A group of Chinese Americans from the Bay Area have launched a “Chinese American Heroes” project to try to publicize the heroic things that Chinese Americans have done in this country. Based on their Web site and materials, it appears that they will be expanding upon the work done by pioneers such as the Asian American Curriculum Project, the Association for Asian American Studies, and others who have made part of their mission to celebrate the achievements of heroic Asian Pacific Americans.
While celebrating big name musicians such as Yo-Yo Ma, architects such as Maya Lin and writers such as Iris Chang, the “Chinese American Heroes” project is also planning to celebrate future heroes such as students who become Merit Scholars.

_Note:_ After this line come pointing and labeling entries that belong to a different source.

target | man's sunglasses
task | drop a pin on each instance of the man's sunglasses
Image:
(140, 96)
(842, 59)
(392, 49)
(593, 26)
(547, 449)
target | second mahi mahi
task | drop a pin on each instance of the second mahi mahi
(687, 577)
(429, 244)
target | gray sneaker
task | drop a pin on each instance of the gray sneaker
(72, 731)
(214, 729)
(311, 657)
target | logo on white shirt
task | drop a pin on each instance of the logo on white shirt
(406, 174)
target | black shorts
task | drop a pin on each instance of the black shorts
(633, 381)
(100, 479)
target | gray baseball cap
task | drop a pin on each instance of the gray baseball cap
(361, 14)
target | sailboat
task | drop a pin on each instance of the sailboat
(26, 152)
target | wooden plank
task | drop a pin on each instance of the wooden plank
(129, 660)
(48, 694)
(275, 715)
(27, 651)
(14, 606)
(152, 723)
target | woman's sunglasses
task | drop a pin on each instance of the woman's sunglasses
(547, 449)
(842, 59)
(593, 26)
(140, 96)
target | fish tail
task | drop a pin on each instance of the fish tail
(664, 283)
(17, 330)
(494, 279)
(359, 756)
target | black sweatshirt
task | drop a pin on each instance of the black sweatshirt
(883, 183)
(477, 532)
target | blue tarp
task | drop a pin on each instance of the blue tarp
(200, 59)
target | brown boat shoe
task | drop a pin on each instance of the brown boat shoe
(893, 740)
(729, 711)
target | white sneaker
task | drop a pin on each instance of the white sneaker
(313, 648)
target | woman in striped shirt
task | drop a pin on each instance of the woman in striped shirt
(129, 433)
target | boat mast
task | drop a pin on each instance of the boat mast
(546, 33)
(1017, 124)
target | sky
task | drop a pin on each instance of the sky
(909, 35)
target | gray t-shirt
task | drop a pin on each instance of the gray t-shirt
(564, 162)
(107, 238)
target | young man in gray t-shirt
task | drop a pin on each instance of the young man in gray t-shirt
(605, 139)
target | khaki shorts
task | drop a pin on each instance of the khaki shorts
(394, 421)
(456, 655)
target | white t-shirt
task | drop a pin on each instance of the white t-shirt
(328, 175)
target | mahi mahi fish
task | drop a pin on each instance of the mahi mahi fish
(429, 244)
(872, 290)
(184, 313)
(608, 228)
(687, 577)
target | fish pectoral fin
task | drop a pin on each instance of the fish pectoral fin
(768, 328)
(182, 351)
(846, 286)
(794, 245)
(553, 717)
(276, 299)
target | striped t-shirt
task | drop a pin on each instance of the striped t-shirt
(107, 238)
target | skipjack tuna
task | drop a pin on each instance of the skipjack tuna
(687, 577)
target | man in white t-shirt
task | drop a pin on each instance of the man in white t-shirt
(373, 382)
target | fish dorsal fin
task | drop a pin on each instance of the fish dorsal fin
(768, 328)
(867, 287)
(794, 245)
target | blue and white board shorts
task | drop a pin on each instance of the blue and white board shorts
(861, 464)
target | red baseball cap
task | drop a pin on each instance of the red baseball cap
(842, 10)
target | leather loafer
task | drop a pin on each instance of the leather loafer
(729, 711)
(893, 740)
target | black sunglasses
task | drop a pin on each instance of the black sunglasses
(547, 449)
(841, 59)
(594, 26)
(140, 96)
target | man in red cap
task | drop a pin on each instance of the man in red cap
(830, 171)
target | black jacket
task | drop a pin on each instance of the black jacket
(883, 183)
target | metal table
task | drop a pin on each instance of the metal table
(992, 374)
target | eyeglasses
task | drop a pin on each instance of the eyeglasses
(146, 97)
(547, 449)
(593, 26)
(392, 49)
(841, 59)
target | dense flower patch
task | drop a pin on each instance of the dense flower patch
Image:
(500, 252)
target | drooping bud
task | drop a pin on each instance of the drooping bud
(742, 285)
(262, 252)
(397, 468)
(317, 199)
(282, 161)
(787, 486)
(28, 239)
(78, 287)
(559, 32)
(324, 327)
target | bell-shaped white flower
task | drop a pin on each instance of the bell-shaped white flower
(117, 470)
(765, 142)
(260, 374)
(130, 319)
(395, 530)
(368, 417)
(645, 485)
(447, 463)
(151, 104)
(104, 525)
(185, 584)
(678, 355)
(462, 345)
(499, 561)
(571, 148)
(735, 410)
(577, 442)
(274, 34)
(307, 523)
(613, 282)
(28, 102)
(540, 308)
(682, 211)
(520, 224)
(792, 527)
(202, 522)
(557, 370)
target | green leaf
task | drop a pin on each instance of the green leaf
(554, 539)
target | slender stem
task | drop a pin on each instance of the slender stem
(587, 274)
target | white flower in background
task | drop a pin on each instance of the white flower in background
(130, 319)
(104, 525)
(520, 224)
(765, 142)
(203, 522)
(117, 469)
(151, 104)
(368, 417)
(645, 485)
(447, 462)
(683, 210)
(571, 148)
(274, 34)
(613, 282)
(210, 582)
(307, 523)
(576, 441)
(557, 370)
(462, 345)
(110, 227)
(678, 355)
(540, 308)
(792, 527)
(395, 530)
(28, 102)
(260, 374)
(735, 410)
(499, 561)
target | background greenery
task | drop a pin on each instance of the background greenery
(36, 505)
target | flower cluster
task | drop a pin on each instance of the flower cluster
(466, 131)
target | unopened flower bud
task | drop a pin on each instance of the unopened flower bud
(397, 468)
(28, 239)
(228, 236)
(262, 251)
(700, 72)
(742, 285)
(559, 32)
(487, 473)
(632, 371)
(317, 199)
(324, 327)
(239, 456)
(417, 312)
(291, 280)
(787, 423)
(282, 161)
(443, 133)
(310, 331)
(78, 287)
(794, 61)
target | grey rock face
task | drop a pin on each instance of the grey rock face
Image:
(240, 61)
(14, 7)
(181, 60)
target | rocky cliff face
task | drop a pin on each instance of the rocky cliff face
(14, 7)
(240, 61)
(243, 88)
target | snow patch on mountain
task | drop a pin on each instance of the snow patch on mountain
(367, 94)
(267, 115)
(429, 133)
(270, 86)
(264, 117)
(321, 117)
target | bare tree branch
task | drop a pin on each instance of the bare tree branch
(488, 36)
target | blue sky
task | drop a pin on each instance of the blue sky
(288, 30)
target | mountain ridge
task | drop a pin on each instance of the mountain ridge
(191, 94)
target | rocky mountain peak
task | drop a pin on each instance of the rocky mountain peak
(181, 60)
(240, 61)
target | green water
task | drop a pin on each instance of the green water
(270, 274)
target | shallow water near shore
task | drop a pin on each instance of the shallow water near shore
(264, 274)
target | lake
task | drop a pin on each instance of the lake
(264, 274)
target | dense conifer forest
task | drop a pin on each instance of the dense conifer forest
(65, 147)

They also, quite laudably, are opening up the nomination process to the public, so that people whose good deeds deserve attention will be discovered.
As the “Heroes” group moves forward, I hope that their definition of “hero” is expanded to include not only people whose names have appeared in the paper, but also those who are quietly doing heroic acts every week. For example, Lily Woo is the principal at a public elementary school in New York’s Chinatown (P.S. 130 Hernando DeSoto School) and has helped the children of Chinese-speaking immigrant parents excel at school through a variety of techniques.
Aside from the usual focus on studies and discipline, she has promoted an arts program in each grade so that children who are gifted in the arts, and not necessarily math or English, can gain a level of confidence and pride that comes from success.
Another hero at the same school is Harry Yuen, a second grade teacher. For twenty years, he has met an ever-changing group of fourth and fifth graders with dance talent at a corner in Chinatown and ridden the subway with them to the National Dance Institute at Lincoln Center. After class, he rides with them back downtown, and they disperse. While Mr. Yuen’s actions may not qualify for a cover story in Time magazine, his quiet, unassuming support has meant that students whose parents must work long hours, and who would otherwise forbid them to ride the subway alone, can allow their youngsters to go to the National Dance Institute for training. Whether or not the next world-class dancer someday emerges from Chinatown, several generations of students have been enriched by the training, contact, and confidence that Mr. Yuen has allowed them to find at Lincoln Center.
The dictionary definition of “hero” focuses on qualities of courage or strength, with heroes often proving their gallantry in the face of danger or warfare. While that is certainly one type of hero worth celebrating, we should also be mindful of the many among us who are pursuing excellence, beauty, peace and a better world, in quiet and unassuming ways.